Ageing compromises type-2 bitter-taste receptors (TAS2R) signalling and contributes to metabolic, inflammatory and barrier decline, but its system-wide impact along the gut remains undefined. We combined transcription analysis, physiology, metabolomics and microbiota profiling to test whether a brief grape-seed proanthocyanidin extract (GSPE) intervention can counter age-related dysfunction by long-term modulation of intestinal Tas2rs expression. Female Wistar rats were distributed into young (2 months, n = 10) or aged (21 months, n = 24) groups; eleven aged animals received GSPE (500 mg kg⁻¹, oral gavage) for 10 days, followed by a 75-day wash-out. After sacrifice, we quantified Tas2r mRNA in five gut segments, ex-vivo permeability, enteroendocrine outputs, systemic metabolites, inflammatory markers, 16S microbiota and untargeted plasma metabolome. An elastic-net/PLS-DA/random-forest pipeline ranked variables discriminating age and GSPE effects, and GeneNet partial correlations generated an integrated network.
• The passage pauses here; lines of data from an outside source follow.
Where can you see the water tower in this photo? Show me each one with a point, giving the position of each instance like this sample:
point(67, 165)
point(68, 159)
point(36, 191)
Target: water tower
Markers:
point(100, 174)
Ageing suppressed Tas2r gene expression throughout the small and large intestine. Despite the long wash-out, the brief GSPE treatment restored small-intestinal Tas2r transcription of some receptors while paradoxically down-regulating a subset in distal colon. Consensus variable selection highlighted enterohormone expression and its ex vivo secretion, intestinal barrier dysfunction indices, some microbiota genus and several Tas2r transcripts among the 34 strongest discriminators. Tas2rs formed high-betweenness hubs linking epithelial integrity, inflammatory tone and butyrate-producing taxa. These findings indicate that intestinal type-2 taste receptors (Tas2rs) may integrate multisystem regulatory networks fundamental to healthy ageing. Brief administration of grape-seed proanthocyanidin extract (GSPE) is sufficient to durably reprogramme Tas2r expression and the surrounding microbiota-endocrine-barrier landscape in aged rats.